Le retour de l’arbre champêtre. A partir des années 80, des mesures agri-environnementales plus ou moins ambitieuses ont tenté de corriger les travers du système techno-industriel adopté précédemment et d’en rendre les logiques productives davantage écocompatibles. Les excès de certaines opérations de remembrement ont été compensées, dans les départements qui les appuient, par des replantations qui visent à reconstituer un paysage de nouveau maillé par les haies. On a estimé que le paysage rural français a été peuplé, jusqu’aux années 60, par deux millions de kilomètres de haies et plus de cent millions d’arbres[1]. Dans la plupart des régions, ces haies ont été détruites aux deux tiers, sinon aux trois quarts, entre 1950 et 1998 et continuent à régresser alors que, dans le même temps, des opérations de replantations agricoles ou urbanistiques, le développement récent de l’agroforesterie et les replantations sur les grands chantiers d’aménagement (autoroutes, lignes à haute tension, TGV, carrières) mettent en terre plusieurs dizaines de millions de plants chaque année. L’Etat a imposé des schémas de « mise en cohérence écologique » (SRCE) des territoires grâce, entre autres, aux trames vertes et bleues (TVB) adoptées par chaque région.
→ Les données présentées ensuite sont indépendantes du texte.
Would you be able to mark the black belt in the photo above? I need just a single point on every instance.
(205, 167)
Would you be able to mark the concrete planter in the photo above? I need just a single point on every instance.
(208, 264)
Les deux logiques du monde agricole. Il est contradictoire de laisser se continuer la concentration des terres et l’élimination des arbres alors que le retour de l’arbre semble pouvoir apporter des solutions pour drainer, épurer, fertiliser, réguler le climat et l’humidité, fixer le carbone et abriter les auxiliaires qui pollinisent les cultures, la faune qui élimine les ravageurs et ce qui reste du gibier autrefois abondant dans les campagnes. Une partie des agriculteurs est conscient des atouts de l’arbre, et travaille à le réimplanter. Une autre partie du monde agricole entend poursuivre le processus engagé dans les années 60 et se dresse contre l’évolution sans doute inéluctable qui amène le retour de l’arbre. Recevant la lumière de toutes parts et puisant plus librement dans la terre par ses racines, l’arbre champêtre ne pousse pas de la même manière dans les champs que dans les espaces forestiers : il y prospère davantage. Produire plus sera aussi produire mieux.
Savoir s’entendre. Encore minoritaires mais fort conscients des multiples enjeux de ce changement dans l’agriculture et les modes de l’aménagement, les milliers de citoyens qui signent la pétition « Halte à l’arrachage des haies ! » protestent également contre le sacrifice du paysage hérité, contre l’effacement du travail ancien qui l’avait façonné, et contre la perte drastique en biodiversité que représente la destruction de haies pluricentenaires. La dimension patrimoniale des arbres et des haies doit être protégée par des dispositifs, des contrats ou des ententes avec les agriculteurs. Maîtres de leur exploitation et bien conseillés, ils pourront faire évoluer raisonnablement les implantations de haies au mieux des intérêts de ces espaces agricoles dont ils sont ou non propriétaires.
Pourquoi continuer à arracher alors qu’il est temps d’agir ensemble pour encourager une agriculture répondant à la raison, à la prudence et au respect du milieu terrestre ? Une telle question n’échappe pas à nos concitoyens, qui demandent instamment aux collectivités publiques de savoir conduire dès maintenant, partout où ils seront possibles, des projets concertés de territoires durables.
Odile Marcel, présidente de l’association La Compagnie du Paysage
[1] Philippe Pointereau, « Le bocage, reflet de la société rurale », in Bocage, regards croisés, Cahiers de la Compagnie du Paysage n°2, 2004, page 18.